La vigilia della morte, disse a Mansueta di porgli nome Aminta, nell’agonia essa pensava ancora alla Carbonaia!

Volle rivedere Don Luigi: il suo occhio moribondo si spense in uno sguardo di amore per lui!...

Il dottore fu ancora lui a rompere il silenzio e disse ad Attilio:

Signor avvocato, se avesse veduto la Rosilde in quei tali momenti avrebbe promesso come me di non funestare la vita dell’uomo ch’ella ha tanto amato. Quanto a Don Luigi è superfluo dirle che egli, appena sospettò i vincoli che lo legavano ad Aminta mise a repentaglio la sua pace, per sottrarlo alle torture del De Boni.

Attilio era commosso quanto me. Egli disse che era persuaso e che non avrebbe tenuto conto della calunnia del Sindaco.

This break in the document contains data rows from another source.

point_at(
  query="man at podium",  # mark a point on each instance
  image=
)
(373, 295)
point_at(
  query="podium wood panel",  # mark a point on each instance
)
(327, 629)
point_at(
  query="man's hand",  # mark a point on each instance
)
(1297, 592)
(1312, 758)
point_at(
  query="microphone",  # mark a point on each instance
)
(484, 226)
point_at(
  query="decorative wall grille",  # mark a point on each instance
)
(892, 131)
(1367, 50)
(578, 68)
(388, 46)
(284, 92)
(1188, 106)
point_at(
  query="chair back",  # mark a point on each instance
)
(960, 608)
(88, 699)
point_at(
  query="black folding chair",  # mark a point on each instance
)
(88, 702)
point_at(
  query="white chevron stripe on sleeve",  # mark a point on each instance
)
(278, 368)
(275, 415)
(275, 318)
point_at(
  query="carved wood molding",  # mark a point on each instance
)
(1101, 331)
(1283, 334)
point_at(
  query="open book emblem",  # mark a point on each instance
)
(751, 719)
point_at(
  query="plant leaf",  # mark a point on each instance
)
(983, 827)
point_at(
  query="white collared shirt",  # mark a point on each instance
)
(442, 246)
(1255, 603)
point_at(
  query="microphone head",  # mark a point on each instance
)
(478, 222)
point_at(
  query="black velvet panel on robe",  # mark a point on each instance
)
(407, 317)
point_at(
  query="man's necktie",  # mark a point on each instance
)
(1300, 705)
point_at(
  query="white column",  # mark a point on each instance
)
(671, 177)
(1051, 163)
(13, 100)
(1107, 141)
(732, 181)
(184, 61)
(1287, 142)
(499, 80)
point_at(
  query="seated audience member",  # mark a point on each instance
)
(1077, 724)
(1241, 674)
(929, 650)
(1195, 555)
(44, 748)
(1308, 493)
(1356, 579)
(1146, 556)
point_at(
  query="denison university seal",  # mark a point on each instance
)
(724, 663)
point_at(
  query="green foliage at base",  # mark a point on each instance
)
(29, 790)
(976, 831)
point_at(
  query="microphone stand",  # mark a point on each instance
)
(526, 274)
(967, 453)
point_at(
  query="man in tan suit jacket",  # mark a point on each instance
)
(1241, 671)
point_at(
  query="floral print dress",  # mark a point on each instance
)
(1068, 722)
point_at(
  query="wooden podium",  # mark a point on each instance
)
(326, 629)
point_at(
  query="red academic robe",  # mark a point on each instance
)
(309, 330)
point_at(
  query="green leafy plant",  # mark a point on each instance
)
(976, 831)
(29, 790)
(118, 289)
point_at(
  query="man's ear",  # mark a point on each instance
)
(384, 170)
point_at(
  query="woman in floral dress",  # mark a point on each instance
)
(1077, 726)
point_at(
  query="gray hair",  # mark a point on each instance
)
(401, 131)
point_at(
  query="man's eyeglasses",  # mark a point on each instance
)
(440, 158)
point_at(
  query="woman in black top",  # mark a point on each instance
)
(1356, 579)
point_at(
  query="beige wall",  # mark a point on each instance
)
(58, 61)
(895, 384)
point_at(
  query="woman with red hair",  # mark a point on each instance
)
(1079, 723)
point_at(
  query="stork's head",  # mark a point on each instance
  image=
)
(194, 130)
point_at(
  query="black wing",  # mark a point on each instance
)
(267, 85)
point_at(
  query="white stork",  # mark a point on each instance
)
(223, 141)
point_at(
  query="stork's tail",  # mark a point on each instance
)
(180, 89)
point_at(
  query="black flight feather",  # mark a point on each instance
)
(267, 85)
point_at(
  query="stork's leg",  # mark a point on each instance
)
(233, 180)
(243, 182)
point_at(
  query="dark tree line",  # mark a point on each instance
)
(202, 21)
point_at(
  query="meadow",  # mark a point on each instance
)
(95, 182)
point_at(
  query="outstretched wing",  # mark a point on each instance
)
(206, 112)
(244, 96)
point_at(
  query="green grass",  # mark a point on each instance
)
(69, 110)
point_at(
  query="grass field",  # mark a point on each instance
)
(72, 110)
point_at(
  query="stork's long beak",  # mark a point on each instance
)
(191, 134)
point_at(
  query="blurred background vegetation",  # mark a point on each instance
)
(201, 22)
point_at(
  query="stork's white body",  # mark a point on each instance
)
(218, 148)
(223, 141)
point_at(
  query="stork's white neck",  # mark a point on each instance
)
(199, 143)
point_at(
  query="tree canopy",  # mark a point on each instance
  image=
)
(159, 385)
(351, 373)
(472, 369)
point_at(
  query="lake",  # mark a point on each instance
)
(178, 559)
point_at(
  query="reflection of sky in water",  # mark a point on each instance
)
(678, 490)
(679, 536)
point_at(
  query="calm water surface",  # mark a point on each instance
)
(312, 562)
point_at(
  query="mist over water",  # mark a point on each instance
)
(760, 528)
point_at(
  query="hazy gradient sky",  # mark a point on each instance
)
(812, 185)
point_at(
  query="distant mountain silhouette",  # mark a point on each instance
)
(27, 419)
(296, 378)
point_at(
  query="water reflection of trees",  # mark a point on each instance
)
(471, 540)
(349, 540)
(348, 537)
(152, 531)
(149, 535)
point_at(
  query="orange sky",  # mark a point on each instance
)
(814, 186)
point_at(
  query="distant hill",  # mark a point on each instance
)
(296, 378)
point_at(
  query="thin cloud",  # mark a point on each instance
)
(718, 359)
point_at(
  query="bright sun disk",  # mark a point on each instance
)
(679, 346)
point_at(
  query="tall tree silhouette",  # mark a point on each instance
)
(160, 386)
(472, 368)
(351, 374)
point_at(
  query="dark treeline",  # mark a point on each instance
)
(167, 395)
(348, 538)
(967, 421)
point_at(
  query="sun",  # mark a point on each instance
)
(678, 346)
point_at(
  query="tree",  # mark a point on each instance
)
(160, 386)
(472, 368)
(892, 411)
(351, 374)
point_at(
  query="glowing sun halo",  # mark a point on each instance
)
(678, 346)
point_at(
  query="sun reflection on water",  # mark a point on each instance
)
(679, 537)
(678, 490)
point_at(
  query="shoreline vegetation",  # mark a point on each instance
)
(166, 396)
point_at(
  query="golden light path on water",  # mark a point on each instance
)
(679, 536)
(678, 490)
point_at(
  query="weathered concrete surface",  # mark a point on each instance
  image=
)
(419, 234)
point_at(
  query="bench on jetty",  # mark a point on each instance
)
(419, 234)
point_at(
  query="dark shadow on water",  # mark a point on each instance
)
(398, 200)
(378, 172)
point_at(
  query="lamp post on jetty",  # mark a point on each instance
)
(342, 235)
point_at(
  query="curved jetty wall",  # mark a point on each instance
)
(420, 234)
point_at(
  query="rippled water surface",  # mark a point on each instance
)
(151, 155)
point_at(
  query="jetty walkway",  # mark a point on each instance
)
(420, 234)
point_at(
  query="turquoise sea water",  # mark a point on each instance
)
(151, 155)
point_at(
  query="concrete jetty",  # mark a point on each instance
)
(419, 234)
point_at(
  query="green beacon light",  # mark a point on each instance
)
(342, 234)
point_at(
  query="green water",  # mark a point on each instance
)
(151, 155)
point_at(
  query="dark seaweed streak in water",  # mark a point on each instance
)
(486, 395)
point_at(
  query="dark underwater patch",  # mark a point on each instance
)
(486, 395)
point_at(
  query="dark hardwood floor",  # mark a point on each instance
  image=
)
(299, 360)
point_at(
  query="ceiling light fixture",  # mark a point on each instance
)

Io partii quella stessa sera per Milano e l’indomani cercai un avvocato per il povero Beppe.

Il dibattimento si fece due mesi dopo alle Assise di Novara, ed io assisteva.

Beppe fu assolto.

Quando lo rilasciarono in libertà, gli andai incontro gli chiesi:

— Non siete contento?

— Non so cosa mi faccia, rispose, non ho più nessuno... e si guardava attorno smarrito, come un uomo che non sa raccapezzarsi a vivere.

Partì quella stessa primavera per l’America e non seppi altro di lui.